Unlike a lot of social work specialties, my job is without a demographic. Infant loss, tragically, can effect anyone.   I get to meet the rich and the poor and the destitute.  These families come from all backgrounds. They are in the city and in the boondocks.  They speak different languages and they express their grief in ways unique to their own culture.  I have seen families collapse on the ground as the pain washes over them and others who barely remember they had a baby at all.  The one commonality is that they all experienced the death of their baby.

Simply put, they are all saints.  They are such a strong group of women and men, who get up every day and take steps forward when all they want to do is lie down and stay down.  They care about other families who are suffering,  families whom they have never met.  And they love their babies.  Some lived for a minute and others for months, but the life was valuable to them and every moment was cherished.

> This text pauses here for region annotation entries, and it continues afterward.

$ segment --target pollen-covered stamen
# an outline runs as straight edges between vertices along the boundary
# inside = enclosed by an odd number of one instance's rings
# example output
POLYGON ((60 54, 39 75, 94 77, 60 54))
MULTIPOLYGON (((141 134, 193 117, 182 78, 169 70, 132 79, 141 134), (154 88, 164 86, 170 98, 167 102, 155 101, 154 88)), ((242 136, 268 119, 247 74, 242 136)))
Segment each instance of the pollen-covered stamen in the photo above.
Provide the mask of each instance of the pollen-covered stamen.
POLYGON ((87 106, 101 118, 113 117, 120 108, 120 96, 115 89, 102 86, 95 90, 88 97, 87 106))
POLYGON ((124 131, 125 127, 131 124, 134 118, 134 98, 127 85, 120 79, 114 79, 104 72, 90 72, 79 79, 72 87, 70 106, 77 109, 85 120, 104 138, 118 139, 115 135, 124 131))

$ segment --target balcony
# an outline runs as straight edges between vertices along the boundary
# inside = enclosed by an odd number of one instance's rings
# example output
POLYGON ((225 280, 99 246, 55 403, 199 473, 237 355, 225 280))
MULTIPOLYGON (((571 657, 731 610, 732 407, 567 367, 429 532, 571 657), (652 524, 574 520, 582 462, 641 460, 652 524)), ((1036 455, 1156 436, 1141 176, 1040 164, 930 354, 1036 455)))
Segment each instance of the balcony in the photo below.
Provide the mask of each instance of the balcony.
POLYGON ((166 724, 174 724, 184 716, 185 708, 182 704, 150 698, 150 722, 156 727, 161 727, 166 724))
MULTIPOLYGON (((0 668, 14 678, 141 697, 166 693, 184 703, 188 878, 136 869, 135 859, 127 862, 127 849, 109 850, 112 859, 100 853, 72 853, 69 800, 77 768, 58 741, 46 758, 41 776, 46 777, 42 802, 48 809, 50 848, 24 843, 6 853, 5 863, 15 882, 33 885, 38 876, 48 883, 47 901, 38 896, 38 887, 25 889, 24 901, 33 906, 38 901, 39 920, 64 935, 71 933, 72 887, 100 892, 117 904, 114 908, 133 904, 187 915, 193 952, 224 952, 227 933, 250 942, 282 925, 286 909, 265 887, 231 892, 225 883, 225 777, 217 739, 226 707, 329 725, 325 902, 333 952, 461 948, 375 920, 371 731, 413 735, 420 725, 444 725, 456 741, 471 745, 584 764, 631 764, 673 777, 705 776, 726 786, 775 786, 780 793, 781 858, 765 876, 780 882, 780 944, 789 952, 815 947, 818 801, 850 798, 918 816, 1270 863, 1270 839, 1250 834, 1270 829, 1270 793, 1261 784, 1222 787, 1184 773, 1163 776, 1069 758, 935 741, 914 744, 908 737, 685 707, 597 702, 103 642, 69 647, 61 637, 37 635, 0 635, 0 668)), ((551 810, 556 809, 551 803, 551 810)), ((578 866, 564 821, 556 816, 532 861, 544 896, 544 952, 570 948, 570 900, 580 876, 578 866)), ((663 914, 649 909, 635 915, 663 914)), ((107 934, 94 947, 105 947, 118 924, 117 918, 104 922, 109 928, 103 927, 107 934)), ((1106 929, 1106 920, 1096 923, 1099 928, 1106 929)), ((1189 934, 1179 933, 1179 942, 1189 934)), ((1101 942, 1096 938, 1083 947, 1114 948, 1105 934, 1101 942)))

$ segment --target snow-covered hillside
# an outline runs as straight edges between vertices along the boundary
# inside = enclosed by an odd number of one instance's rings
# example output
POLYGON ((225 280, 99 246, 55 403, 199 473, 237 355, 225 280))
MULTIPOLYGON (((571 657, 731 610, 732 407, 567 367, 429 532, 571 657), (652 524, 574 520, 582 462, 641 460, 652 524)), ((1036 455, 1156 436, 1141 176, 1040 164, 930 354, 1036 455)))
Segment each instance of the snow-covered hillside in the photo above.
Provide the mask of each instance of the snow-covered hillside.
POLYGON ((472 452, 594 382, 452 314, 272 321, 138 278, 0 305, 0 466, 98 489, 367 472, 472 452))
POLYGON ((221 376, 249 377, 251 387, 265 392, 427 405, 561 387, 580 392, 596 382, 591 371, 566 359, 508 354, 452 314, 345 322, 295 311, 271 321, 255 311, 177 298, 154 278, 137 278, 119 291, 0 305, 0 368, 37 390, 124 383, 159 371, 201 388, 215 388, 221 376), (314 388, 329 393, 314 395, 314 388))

 I had to write today because I met a family this morning that inspired me beyond what I thought was possible.  The parents cried and held each other.  They laughed and took joy in the brief moments they had with their baby.  They opened their door and allowed me to share in their private and most painful memories.  To this family I say: I wish I was not bound by confidentiality because everyone should know you and shake your hand.  Words cannot express my gratitude and I am a different person tonight than I was this morning.  My heart breaks for your loss and soars with your commitment to each other and your community.

These are the days that I just love my job.

1 comment:

  1. Wow. I have no words. I know people go through this stuff and can't imagine how painful it is. I am glad there are social workers out there who specialize in this type of grief support.